Ergenekon ve Balyoz sürecinde tutuklanan eski Cumhuriyet Savcısı İlhan Cihaner’in yaşadığı hukuksuzluğu vurgulayan ve yargılandığı Erzincan Davası hakkında yazdığı Postmodern Cihad adlı kitabından konuşan İsmail Saymaz sözlerini şöyle sürdürdü:
İlhan Cihaner ’den ergenekoncu yaratmanın çok zorlama bir uğraş olduğunu o dönemlerde yazdım. Bu adam nasıl ergenekoncu ki görev yaptığı İdil’de ilk JİTEM soruşturmasını açıyor ve üstelik bununla yetinmeyip, 1999’da Radikal muhabiri olan Ahmet Şık’ın bir faili meçhul cinayet haberini delil kabul ediyor ve Diyarbakır İnsan Hakları Derneği'ni arayarak dönemin başkanı Osman Baydemir’den yardım istiyor. Ardından bir siyasi faili meçhul kurbanının mezarını açtırıyor ve oradan çıkan kemiklerle bir faili meçhul cinayeti aydınlatıyor. Fakat İlhan Cihaner’e bunlar da yetmiyor.  Bir başka ilçedeki cinayetin de aynı silah tarafından işlendiğini tespit ediyor. Bu detayları öğrenince bu kişinin ergenekoncu olamayacağını söyledik.” Soruşturmayı eşeledikçe asıl meselenin İlhan Cihaner’in Gülen ve İsmailağa cemaatlerini sorguladığını ve bu nedenle tutuklandığını ifade eden İsmail Saymaz, o dönemde İlhan Cihaner aleyhine gizli tanıklık yapan bir kişiden bahsetti. Saymaz, “Sözde Ergenekon’un kasası olan bir gizli tanıktan bahsettiler. Öğrendik ki bu kişi, İlhan Cihaner’e bağlı İliç ilçesinin savcısı Bayram Bozkurt’muş. Konuyu eşeledikçe bu adamın görev yaptığı İliç ilçesinde herkesi dolandırdığını öğrendik. Öyle ki bu kişi, adliyenin çaycısının oralet parasını dahi vermemiş. Dolandırdığı insanlar da bu adamadan şikâyetçi olunca da bu kişi gizli tanık olarak, kendisinden şikâyetçi olan kim varsa ergenekoncu olduğunu ve kendisine keneyle suikast yapıldığını söylemiş.” dedi.

“Ali İsmail Korkmaz cinayeti organize bir işti”

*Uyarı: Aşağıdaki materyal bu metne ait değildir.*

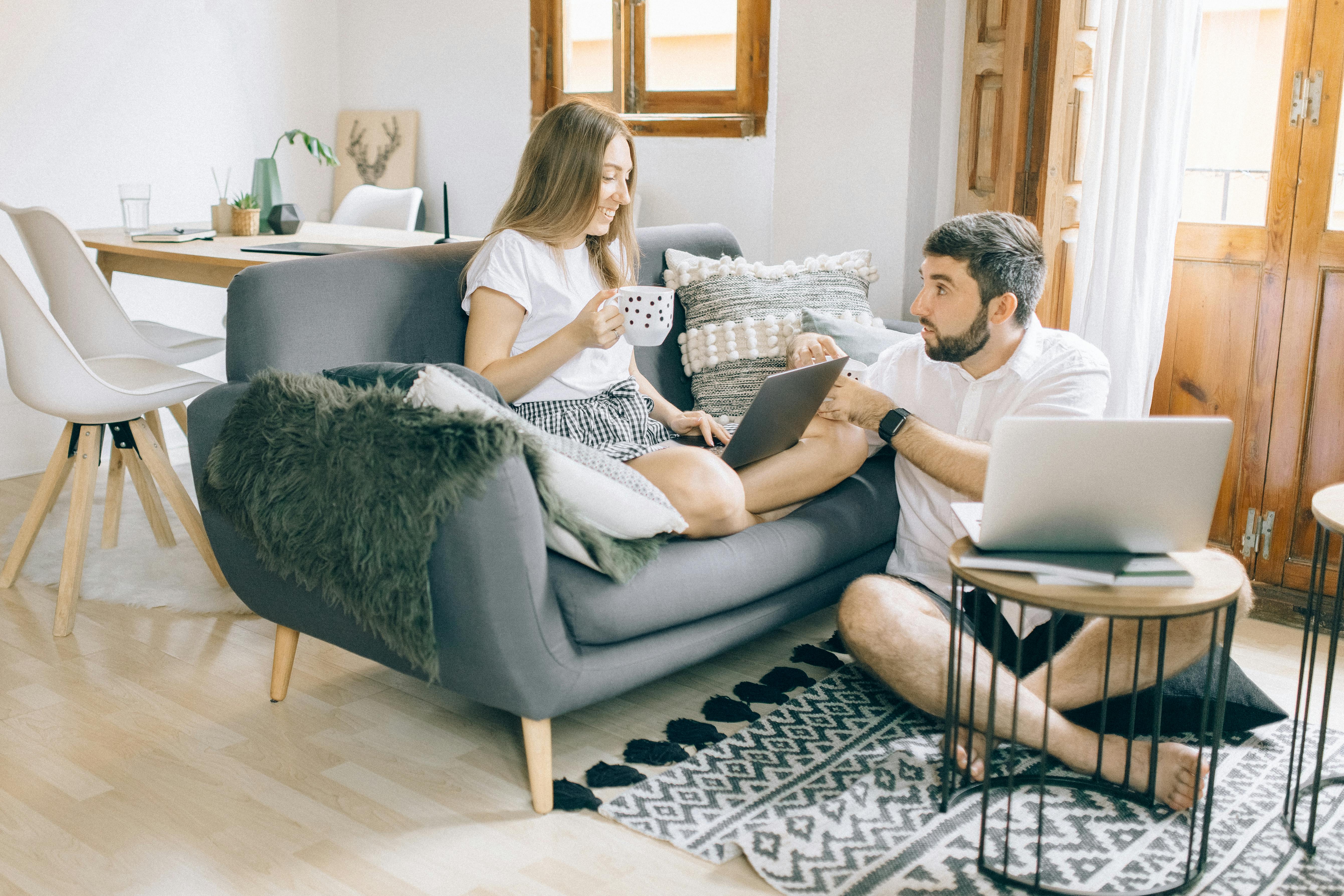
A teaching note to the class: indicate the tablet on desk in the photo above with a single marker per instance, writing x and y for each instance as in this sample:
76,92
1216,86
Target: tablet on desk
310,249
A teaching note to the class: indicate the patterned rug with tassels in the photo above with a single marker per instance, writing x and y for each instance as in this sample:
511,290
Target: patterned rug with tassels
835,792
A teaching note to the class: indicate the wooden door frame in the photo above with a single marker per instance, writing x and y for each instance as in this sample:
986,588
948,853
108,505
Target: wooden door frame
1312,248
1267,246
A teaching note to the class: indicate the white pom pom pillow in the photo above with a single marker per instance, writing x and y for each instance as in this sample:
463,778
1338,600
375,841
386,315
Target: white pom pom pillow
740,316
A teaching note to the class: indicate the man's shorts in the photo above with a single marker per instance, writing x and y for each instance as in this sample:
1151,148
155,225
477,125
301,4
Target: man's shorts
1034,649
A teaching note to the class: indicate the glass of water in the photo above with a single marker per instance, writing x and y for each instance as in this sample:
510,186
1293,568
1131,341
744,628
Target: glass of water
135,208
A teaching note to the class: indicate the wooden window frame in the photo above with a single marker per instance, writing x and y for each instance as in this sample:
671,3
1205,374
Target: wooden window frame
660,113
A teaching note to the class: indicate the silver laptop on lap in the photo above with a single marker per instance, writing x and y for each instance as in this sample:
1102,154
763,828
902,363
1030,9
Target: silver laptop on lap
779,414
1139,487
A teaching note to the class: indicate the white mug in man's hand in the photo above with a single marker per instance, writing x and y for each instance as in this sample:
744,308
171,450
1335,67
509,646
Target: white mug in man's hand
648,314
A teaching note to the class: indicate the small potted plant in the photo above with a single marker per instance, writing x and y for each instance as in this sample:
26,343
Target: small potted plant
267,178
247,216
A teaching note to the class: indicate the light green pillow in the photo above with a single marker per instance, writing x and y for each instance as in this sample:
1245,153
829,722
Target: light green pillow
859,342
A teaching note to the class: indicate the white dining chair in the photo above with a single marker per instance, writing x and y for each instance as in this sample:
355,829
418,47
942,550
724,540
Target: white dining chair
48,374
370,206
88,311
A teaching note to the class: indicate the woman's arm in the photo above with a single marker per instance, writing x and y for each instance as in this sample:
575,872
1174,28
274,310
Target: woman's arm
494,327
677,420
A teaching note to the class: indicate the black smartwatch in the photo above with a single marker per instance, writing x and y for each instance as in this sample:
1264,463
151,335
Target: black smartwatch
892,424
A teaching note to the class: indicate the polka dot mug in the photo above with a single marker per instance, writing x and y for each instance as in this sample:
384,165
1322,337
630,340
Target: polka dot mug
648,314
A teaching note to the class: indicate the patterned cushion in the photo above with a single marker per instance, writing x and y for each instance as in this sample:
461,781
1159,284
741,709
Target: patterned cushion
740,316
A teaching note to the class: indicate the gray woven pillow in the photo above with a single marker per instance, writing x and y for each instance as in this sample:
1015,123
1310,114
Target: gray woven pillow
740,316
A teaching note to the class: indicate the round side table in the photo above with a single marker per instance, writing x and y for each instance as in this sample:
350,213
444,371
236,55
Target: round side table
1328,510
1218,581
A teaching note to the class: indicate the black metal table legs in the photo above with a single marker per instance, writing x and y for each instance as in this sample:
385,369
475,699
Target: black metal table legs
1297,758
1021,854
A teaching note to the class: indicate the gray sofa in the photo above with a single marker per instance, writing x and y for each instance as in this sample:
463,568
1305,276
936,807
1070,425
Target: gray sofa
519,628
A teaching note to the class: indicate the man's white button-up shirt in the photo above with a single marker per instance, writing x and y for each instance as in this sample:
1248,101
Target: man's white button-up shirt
1052,374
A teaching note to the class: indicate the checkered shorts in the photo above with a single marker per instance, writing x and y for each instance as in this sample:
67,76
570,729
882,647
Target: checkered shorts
615,422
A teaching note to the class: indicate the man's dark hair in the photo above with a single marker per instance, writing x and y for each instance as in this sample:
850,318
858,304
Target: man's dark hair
1002,252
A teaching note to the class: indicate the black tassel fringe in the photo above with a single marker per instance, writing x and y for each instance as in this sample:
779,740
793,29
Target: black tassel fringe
655,753
694,734
753,692
605,776
570,797
721,709
787,679
815,656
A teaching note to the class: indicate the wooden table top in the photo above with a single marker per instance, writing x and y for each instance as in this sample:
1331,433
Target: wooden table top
226,252
1328,507
1218,578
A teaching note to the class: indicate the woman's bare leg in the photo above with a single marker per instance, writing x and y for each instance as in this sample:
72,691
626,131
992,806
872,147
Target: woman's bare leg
827,455
703,489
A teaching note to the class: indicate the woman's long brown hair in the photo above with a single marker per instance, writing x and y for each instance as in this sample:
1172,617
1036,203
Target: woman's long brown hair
558,184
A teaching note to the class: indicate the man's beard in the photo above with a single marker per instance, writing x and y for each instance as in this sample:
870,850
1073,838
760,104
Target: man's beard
964,344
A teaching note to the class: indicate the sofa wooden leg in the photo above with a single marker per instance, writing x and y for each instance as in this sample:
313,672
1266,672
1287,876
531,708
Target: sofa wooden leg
537,745
287,641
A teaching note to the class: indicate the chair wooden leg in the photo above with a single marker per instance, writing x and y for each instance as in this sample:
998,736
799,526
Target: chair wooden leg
112,506
58,468
179,413
152,453
537,746
287,641
148,499
156,426
77,530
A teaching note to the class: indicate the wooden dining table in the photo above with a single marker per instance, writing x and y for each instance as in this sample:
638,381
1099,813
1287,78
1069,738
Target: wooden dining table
214,262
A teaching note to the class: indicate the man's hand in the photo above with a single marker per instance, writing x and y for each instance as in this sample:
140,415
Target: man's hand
851,402
811,348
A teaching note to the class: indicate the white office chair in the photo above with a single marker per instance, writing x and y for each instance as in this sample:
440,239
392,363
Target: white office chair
49,375
370,206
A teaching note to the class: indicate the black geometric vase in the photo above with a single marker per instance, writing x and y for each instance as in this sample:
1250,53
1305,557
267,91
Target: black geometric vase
284,220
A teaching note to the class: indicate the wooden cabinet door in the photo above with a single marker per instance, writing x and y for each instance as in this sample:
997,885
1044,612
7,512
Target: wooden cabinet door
1222,346
1307,441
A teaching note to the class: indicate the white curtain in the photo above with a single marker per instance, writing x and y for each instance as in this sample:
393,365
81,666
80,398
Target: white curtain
1144,76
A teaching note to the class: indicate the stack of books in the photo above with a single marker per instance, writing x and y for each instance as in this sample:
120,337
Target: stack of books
1069,567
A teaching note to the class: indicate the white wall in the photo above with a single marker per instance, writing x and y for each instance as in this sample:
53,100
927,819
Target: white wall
859,150
464,65
843,135
95,94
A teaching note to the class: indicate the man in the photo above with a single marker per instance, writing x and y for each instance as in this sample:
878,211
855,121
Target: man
983,355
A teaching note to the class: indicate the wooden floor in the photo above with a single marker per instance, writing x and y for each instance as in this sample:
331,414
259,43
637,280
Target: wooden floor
142,755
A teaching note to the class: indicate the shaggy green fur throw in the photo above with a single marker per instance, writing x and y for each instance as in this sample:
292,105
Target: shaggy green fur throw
341,488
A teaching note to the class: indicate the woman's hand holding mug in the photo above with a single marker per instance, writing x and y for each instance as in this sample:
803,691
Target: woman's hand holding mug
600,324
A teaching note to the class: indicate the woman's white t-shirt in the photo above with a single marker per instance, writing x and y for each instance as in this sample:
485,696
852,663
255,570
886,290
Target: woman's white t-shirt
552,296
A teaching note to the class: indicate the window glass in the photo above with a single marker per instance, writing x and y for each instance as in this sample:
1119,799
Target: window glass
1232,126
588,46
693,45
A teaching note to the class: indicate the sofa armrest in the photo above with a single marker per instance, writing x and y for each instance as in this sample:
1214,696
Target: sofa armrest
496,623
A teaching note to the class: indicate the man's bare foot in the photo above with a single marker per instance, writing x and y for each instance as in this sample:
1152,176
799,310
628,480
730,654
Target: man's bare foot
978,753
1175,769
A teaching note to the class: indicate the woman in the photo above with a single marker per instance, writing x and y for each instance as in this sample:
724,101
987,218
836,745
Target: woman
544,334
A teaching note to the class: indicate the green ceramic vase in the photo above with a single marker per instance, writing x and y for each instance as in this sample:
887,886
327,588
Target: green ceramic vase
267,189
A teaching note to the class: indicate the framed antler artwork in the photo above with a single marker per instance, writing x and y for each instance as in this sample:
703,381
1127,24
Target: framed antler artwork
375,148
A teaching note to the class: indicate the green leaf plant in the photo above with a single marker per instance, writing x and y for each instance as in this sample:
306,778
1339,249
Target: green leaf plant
321,151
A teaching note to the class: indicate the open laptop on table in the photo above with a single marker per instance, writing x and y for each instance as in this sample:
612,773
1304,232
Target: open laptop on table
1135,487
779,414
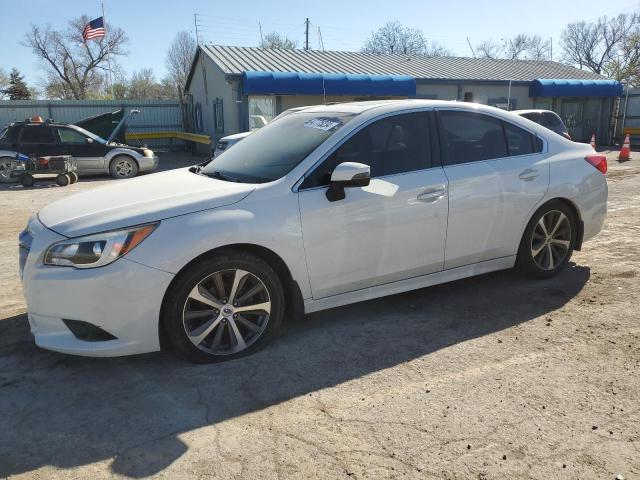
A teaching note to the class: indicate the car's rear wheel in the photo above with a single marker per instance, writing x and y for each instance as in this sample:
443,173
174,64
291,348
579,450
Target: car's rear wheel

Emri Kim Verdi? kitabında hem Gezi dönemindeki muhabirlik serüvenini, hem Ali İsmail’in katledilmesini hem de Gezi Parkı sürecinde Eskişehir’de yaşanan olayları anlattığını dile getiren İsmail Saymaz şunları söyledi:
“Ali İsmail Eskişehir’deki tek vaka değildi O sokağa girip, öldüresiye dayak yiyen başka gençler de vardı. Örneğin, içlerinden biri o sokakta bulunan bir inşaata saklanıyor, solcu olduğu için telefonu dinleniyor ve telefonunu dinleyen polisler yerini tespit edip bu kişiyi öldüresiye dövüyor. Bu polisler dövdükleri genci arabanın bagajına atarak, şehirde bir tur attırıyor ve Ak Parti il binası önünde nöbet tutan polislerle birlikte bir kez dövüyorlar. En son da tekrardan arabanın bagajında götürmek suretiyle hastanenin acil servisine atıyorlar. Bu kişiyi döven kişilerden bir tanesi de Ali İsmail’e tekme atarak öldüren polisti.” Ali İsmail’in öldürülmesinden bir gün önce aynı sokakta Gürcü bir gencin daha öldüresiye dövüldüğünü anlatan Saymaz, “Gürcü genç o gün de arkadaşının doğum günü partisinden çıkmış eve giderken göstericilerin arasında kalmış ve polis de bunu gösterici sanarak copu kafasına indirmiş. Kafasına aldığı darbeyle kafatası kırılan Gürcü gencin kafasındaki kemikler beynine battı ve sağ kolu felç kaldı. Gözünü açtığında avukatı, Ali İsmail’i döven kişilerin avukatıydı. Çünkü Ali İsmail’i döven polisler cemaatten avukat tutmuş. Aynı zamanda cemaat bu polisleri aklayabilmek için, kendi misafiri olan bu çocuğun davasını duyurmadılar.” dedi.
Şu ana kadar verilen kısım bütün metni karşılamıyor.